On April 7, 2021, the DDEC hired a financial consulting firm to conduct the audit “after nine years without auditing compliance with the decrees,” the release reads.

The comptroller said the audit’s findings indicate that, “regarding the requirement to have an office or establishment located in Puerto Rico, auditors could not locate one business’ office, could not validate the existence of another office that had been dissolved, and another business had leased a virtual office.”

“These situations prevent errors, deficiencies and irregularities from being detected to establish responsibilities and take corrective measures,” the comptroller noted. “In addition, businesses could benefit from tax incentives without complying with the requirements of the granted decrees.”
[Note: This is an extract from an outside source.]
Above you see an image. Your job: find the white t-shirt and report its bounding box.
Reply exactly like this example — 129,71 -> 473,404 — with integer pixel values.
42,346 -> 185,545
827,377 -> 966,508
The report states that the DDEC did not prepare the annual reports from 2016 to 2019, which are legally required to be presented to the governor and the Legislative Assembly. 

Además, al 23 de julio de 2020, el Departamento no había promulgado un reglamento, carta circular o determinación administrativa que regulara la presentación de la solicitud del decreto, la imposición de penalidades por incumplimiento y los procesos de fiscalización y elaboración de auditorías de cumplimiento, entre otros. Esta ausencia de reglamentación pudo haber dejado sin mecanismos legales al Departamento para hacer cumplir los decretos otorgados.

Furthermore, “as of July 23, 2020, the Department had not promulgated a regulation, circular letter or administrative determination that regulated the submission of the decree request, the imposition of penalties for noncompliance and the oversight processes and preparation of compliance audits, among others,” according to the release. 

The comptroller said that the lack of regulations, could have left the DDEC without legal mechanisms to enforce the granted decrees.

The release points out that DDEC operations are funded by the general budget, special allocations, its own revenue, or state and federal special funds. 

“The audited financial statements reflected that the Department generated revenues of $1,279,260,303 and spent $1,218,857,652 with a surplus of $60,402,651,” the comptroller added.